Adam Kern et al. J Pers Med. .

Abstract

Sclerostin might play a role in atherosclerosis development. This study aimed to analyze the impact of baseline sclerostin levels on 9-year outcomes in patients without significant renal function impairment and undergoing coronary angiography. The primary study endpoint was the rate of major cardiovascular events (MACE), defined as a combined rate of myocardial infarction (MI), stroke, or death at 9 years. We included 205 patients with a mean age of 62.9 ± 0.6 years and 70.2% male.

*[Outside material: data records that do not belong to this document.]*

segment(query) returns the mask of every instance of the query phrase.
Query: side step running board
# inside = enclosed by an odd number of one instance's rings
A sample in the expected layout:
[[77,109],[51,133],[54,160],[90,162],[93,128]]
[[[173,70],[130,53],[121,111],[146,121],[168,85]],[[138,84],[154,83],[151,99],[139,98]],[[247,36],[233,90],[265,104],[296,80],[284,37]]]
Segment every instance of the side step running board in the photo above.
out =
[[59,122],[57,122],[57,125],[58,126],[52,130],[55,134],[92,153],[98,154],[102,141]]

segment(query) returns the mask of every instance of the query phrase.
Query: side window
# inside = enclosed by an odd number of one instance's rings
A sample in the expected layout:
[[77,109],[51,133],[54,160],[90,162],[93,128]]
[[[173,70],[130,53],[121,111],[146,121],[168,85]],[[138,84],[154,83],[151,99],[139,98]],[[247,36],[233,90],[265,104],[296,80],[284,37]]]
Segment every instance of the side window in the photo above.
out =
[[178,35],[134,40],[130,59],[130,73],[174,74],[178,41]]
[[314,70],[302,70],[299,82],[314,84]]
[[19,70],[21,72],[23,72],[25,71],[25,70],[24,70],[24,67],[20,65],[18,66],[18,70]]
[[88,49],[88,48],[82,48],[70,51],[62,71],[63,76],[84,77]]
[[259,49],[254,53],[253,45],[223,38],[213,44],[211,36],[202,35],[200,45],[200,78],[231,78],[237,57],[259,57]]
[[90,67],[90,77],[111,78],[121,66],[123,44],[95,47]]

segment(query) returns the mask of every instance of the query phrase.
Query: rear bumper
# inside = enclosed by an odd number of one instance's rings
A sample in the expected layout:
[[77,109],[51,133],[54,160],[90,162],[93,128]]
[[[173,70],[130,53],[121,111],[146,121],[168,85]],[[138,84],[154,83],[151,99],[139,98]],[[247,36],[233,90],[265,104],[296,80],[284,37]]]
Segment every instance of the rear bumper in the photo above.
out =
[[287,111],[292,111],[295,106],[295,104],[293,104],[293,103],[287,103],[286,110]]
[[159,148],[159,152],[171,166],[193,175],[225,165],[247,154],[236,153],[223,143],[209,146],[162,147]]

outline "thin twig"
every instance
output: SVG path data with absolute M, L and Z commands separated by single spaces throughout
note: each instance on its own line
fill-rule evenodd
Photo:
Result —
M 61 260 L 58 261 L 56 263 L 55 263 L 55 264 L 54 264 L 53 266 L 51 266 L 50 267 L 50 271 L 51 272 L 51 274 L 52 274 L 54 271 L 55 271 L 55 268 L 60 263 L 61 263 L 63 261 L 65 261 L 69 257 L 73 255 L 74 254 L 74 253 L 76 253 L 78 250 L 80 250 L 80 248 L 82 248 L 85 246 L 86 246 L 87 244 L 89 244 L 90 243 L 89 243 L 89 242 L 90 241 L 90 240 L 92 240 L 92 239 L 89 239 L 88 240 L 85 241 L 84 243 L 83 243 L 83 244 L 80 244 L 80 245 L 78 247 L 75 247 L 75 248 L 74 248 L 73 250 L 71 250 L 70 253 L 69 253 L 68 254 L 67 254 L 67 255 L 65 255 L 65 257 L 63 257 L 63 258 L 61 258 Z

Median serum sclerostin concentration was 133.22 pg/mL (IQR 64.0-276.17). At 9 years, in the whole population, the rate of MACE was 34.1% (n = 70), MI: 11.2% (n = 23), stroke: 2.4% (n = 5), and death: 20.5% (n = 42). In the high sclerostin (>median) group, we observed statistically significant higher rates of MACE and death: 25.2% vs. 43.1% (HR 1.75, 95% CI 1.1-2.10, p = 0.02) and 14.6% vs. 26.5% (HR 1.86, 95% CI 1.02-3.41, p = 0.049), respectively. Similar relationships were observed in patients with chronic coronary syndrome and SYNTAX 0-22 subgroups. Our results suggest that sclerostin assessment might be useful in risk stratification, and subjects with higher sclerostin levels might have a worse prognosis.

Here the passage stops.